Lucy nodded reluctantly. She had no idea what details he would divulge next. The palpable tension had risen. She had been comforting her husband, sympathetic in the face of his vulnerability, but now she felt herself on the defensive. Her mood began swaying in another direction. “Yes. I recall the talk we had. Where is this headed? Or do you even know?”
A tear slithered down Tom’s cheek. Lucy coughed reflexively. She averted her gaze and stared at the clock on the end table next to her; she couldn’t believe all this was happening in the wee hours of the morning. A full day’s work lay ahead of her. With his ripped, grungy sleeve, Tom swiped his face. “You said…then…that within one year you wanted to be in the perfect house… and have the perfect wedding…and start a family… and so on. You had a timetable.”
Lucy passed her tongue over her front teeth, then grabbed the corner of a throw-pillow and squeezed it in her palm, anything to subdue her mounting dismay.
“Well,” Tom continued, “we don’t have the money. We just don’t have it. Nowhere near it. I could never give those things to you, Luc. Not on what I make. Don’t you see that?” Tom looked around the room at their shabby furnishings, their hand-me-down carpet and appliances, their walls and floors in disrepair—proof that a better life was virtually impossible. “We’re scraping by as it is.”
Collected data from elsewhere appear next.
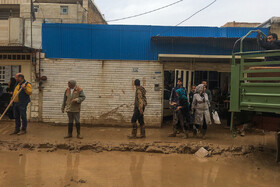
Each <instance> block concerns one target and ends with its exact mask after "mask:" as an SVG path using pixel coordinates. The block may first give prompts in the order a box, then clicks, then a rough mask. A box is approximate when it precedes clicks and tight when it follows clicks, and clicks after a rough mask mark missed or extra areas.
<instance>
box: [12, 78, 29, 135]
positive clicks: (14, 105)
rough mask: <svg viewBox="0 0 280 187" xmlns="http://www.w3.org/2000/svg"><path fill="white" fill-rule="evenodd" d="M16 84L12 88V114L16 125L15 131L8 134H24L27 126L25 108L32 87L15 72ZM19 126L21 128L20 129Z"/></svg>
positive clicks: (12, 134)
mask: <svg viewBox="0 0 280 187" xmlns="http://www.w3.org/2000/svg"><path fill="white" fill-rule="evenodd" d="M15 78H16V81H17V86H16V88H15V90H14V93H13V97H12V99H14V115H15V122H16V127H15V131H14V132H13V133H11V134H10V135H14V134H18V135H22V134H26V128H27V118H26V109H27V105H28V103H29V102H30V95H31V94H32V87H31V84H30V83H29V82H27V81H26V80H25V79H24V75H23V74H22V73H18V74H16V77H15ZM20 128H21V130H20Z"/></svg>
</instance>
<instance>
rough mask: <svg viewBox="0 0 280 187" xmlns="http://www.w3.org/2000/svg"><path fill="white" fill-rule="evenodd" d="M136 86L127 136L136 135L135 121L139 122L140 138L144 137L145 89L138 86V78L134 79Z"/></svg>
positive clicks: (136, 125)
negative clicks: (130, 127) (132, 106)
mask: <svg viewBox="0 0 280 187" xmlns="http://www.w3.org/2000/svg"><path fill="white" fill-rule="evenodd" d="M134 85H135V86H136V92H135V101H134V113H133V116H132V119H131V123H132V133H131V135H130V136H128V138H131V139H133V138H136V135H137V123H136V122H137V121H138V122H139V124H140V138H146V132H145V122H144V111H145V107H146V106H147V99H146V90H145V88H144V87H143V86H140V80H139V79H136V80H135V81H134Z"/></svg>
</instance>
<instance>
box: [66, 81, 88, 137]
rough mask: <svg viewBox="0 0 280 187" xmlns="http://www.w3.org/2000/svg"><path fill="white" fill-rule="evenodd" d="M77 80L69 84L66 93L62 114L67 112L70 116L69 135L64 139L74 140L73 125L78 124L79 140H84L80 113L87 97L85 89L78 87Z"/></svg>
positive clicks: (72, 81)
mask: <svg viewBox="0 0 280 187" xmlns="http://www.w3.org/2000/svg"><path fill="white" fill-rule="evenodd" d="M76 84H77V83H76V81H75V80H70V81H69V82H68V88H67V89H66V91H65V93H64V99H63V103H62V107H61V111H62V113H64V111H66V112H67V115H68V135H67V136H65V137H64V138H72V132H73V123H74V121H75V123H76V129H77V138H79V139H82V136H81V131H80V129H81V126H80V111H81V103H82V102H83V101H84V100H85V98H86V96H85V94H84V92H83V89H82V88H81V87H79V86H77V85H76Z"/></svg>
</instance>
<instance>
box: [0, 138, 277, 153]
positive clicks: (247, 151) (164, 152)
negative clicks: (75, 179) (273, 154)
mask: <svg viewBox="0 0 280 187" xmlns="http://www.w3.org/2000/svg"><path fill="white" fill-rule="evenodd" d="M201 147H204V148H205V149H206V150H207V151H209V156H212V155H223V154H227V155H246V154H249V153H253V152H256V151H264V147H262V146H261V145H260V146H257V147H255V146H253V145H242V146H225V145H215V144H208V143H205V142H204V143H203V142H200V143H166V142H156V143H135V142H129V143H110V144H106V143H101V142H95V143H79V144H77V143H74V142H72V143H58V144H50V143H39V144H32V143H17V142H3V141H2V142H1V141H0V150H4V151H18V150H29V151H38V152H41V151H44V152H54V151H57V150H69V151H71V152H80V151H86V150H90V151H93V152H96V153H99V152H103V151H121V152H124V151H128V152H146V153H163V154H173V153H178V154H194V153H195V152H196V151H198V150H199V149H200V148H201ZM266 151H268V152H275V151H274V150H271V149H267V150H266Z"/></svg>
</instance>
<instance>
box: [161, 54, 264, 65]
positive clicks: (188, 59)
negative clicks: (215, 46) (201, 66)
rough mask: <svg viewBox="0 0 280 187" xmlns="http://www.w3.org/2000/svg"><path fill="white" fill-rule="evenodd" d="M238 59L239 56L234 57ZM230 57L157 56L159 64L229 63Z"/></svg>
mask: <svg viewBox="0 0 280 187" xmlns="http://www.w3.org/2000/svg"><path fill="white" fill-rule="evenodd" d="M235 58H236V59H240V58H241V57H240V56H235ZM231 59H232V56H231V55H192V54H159V55H158V60H159V61H160V62H208V63H211V62H215V63H219V62H220V63H230V62H231ZM254 59H255V60H256V59H257V60H262V59H263V58H252V60H254Z"/></svg>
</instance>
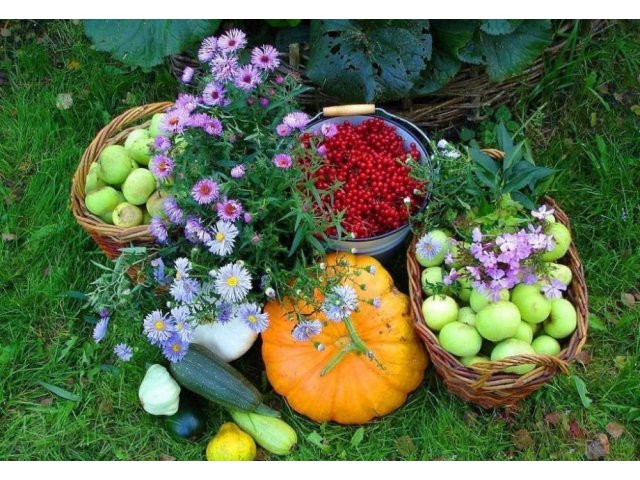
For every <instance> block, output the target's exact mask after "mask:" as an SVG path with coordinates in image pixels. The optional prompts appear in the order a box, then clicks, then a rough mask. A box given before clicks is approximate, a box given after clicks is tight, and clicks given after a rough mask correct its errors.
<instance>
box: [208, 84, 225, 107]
mask: <svg viewBox="0 0 640 480" xmlns="http://www.w3.org/2000/svg"><path fill="white" fill-rule="evenodd" d="M225 94H226V91H225V89H224V86H223V85H222V84H221V83H218V82H211V83H209V84H207V86H206V87H204V90H203V92H202V101H203V102H204V103H205V104H206V105H211V106H215V105H222V102H223V101H224V98H225Z"/></svg>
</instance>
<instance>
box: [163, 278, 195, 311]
mask: <svg viewBox="0 0 640 480" xmlns="http://www.w3.org/2000/svg"><path fill="white" fill-rule="evenodd" d="M169 293H170V294H171V296H172V297H173V299H174V300H175V301H176V302H182V303H187V304H188V303H192V302H193V300H194V299H195V298H196V297H197V296H198V293H200V283H199V282H198V281H197V280H196V279H195V278H189V277H183V278H177V277H176V279H175V280H174V282H173V283H172V284H171V289H170V291H169Z"/></svg>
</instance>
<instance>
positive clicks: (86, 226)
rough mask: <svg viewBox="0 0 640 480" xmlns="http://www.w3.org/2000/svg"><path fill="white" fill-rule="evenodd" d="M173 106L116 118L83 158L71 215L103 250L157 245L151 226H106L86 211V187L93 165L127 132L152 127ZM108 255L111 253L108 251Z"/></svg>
mask: <svg viewBox="0 0 640 480" xmlns="http://www.w3.org/2000/svg"><path fill="white" fill-rule="evenodd" d="M172 104H173V103H172V102H168V101H165V102H157V103H150V104H146V105H142V106H138V107H134V108H131V109H129V110H126V111H125V112H123V113H121V114H120V115H118V116H117V117H115V118H113V119H112V120H111V121H110V122H109V123H108V124H107V125H105V126H104V127H103V128H102V129H101V130H100V131H99V132H98V134H97V135H96V136H95V137H94V139H93V140H92V141H91V143H90V144H89V145H88V146H87V148H86V149H85V151H84V152H83V154H82V156H81V157H80V161H79V163H78V166H77V167H76V170H75V172H74V175H73V179H72V182H71V193H70V203H71V211H72V213H73V216H74V217H75V219H76V221H77V222H78V224H79V225H80V226H81V227H82V228H83V229H84V230H85V231H86V232H87V233H88V234H89V235H90V236H91V237H92V238H93V239H94V240H95V241H96V242H97V243H98V244H99V245H100V247H101V248H103V250H104V246H103V245H102V243H106V244H108V246H109V247H111V248H113V249H116V252H117V248H118V247H122V246H126V245H127V244H129V243H130V242H136V243H137V244H151V243H153V241H154V237H153V236H152V235H151V233H150V231H149V226H148V225H138V226H135V227H118V226H116V225H110V224H107V223H105V222H103V221H102V220H100V218H98V217H97V216H95V215H93V214H91V213H90V212H89V211H88V210H87V208H86V206H85V202H84V198H85V193H84V187H85V181H86V176H87V173H88V172H89V168H90V166H91V164H93V163H94V162H96V161H97V159H98V157H99V155H100V153H101V152H102V150H103V149H104V148H105V147H107V146H108V145H113V144H121V143H123V141H124V139H125V138H126V135H127V134H128V132H130V131H131V130H133V129H134V128H138V127H140V126H144V125H147V124H148V123H149V120H148V117H150V116H151V115H153V114H155V113H161V112H164V111H165V110H166V109H167V108H168V107H169V106H171V105H172ZM143 120H144V122H143ZM105 253H108V252H107V251H106V250H105ZM112 253H114V252H112ZM108 254H109V253H108ZM116 256H117V255H116Z"/></svg>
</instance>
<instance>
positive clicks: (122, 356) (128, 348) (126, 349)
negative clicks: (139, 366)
mask: <svg viewBox="0 0 640 480" xmlns="http://www.w3.org/2000/svg"><path fill="white" fill-rule="evenodd" d="M113 353H114V354H115V356H116V357H118V360H121V361H123V362H128V361H129V360H131V357H133V349H132V348H131V347H130V346H129V345H127V344H126V343H119V344H118V345H116V346H115V347H113Z"/></svg>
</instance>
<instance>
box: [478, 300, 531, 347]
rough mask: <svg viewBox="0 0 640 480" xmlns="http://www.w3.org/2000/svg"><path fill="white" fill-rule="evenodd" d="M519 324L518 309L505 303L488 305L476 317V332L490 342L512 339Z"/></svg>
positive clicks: (504, 301)
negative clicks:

Lucy glared at Tom. Her stomach roiled as heartache overtook her. “None of what you just said explains your actions. We’re both working. We’re both working toward the same goals. Goals we’ve agreed on as a couple. We’ve got to start somewhere.” A long sigh: “I still don’t get what happened. Or why you’re making a scene wh
ich you haven’t fully explained.”
“Look, Lucy, the story has a darker side to it. I mean, what I just told you is only what drove me out of the house in a panic, what started this nightmarish evening. This is all a result of something far worse. It will explain why I’m a wreck, why I’ve made a fool of myself.” Tom started blubbering again.
“Well?” Lucy’s patience gave way to her need for more information, less procrastination.
“I survived a fire,” Tom blurted. “When I should have died. Because I was stupid… and weak… and drowning in self-pity.”
Once again feeling sorry for Tom, Lucy embraced him. “Oh my God! Where was the fire? How did it happen?”
Tom pushed her away. Using a closed fist, he repeatedly struck his forehead in a sign of self-disgust. “I felt trapped last night. Terrified… that I was going to let you down. That you would one day think less of me…as a man…as a husband…as a provider.”
“Why didn’t you come to me if you had those feelings? Am I an ogre? Have I ever pushed you away? Questioned your manhood? For Christ’s sake, Tom! Don’t pin this all on—”
Tom interrupted her, his voice imbued with urgency. “So I took a long walk in the middle of the night. I felt like I couldn’t breathe.”
“And?”
“Ah, this is so messed up.”
“And?”
“And I walked for miles…to… to an old friend’s.”
“Whose?”
”John Hampton.”
“Hampton?” Lucy combed through her hair with her fingers. “The guy whose wife I can’t stand for reasons you already know? The alcoholic? He’s bad news, Tom.”
“Yeah, he’s had his problems. I guess I wasn’t thinking straight at the time. I wasn’t exactly clear in the head, you know?”
Lucy rolled her eyes, sighed, and glanced up at the ceiling in disbelief.
“Couldn’t stop myself, Luc. I was coming apart. I wanted to do something crazy, rebellious. I don’t know what got into me.”
“Apparently.”
“Well…I told him what was on my mind…” Tom seemed reluctant to continue. Lucy’s patience was thinning, but she knew he was about to reveal something—something even more unbearable perhaps.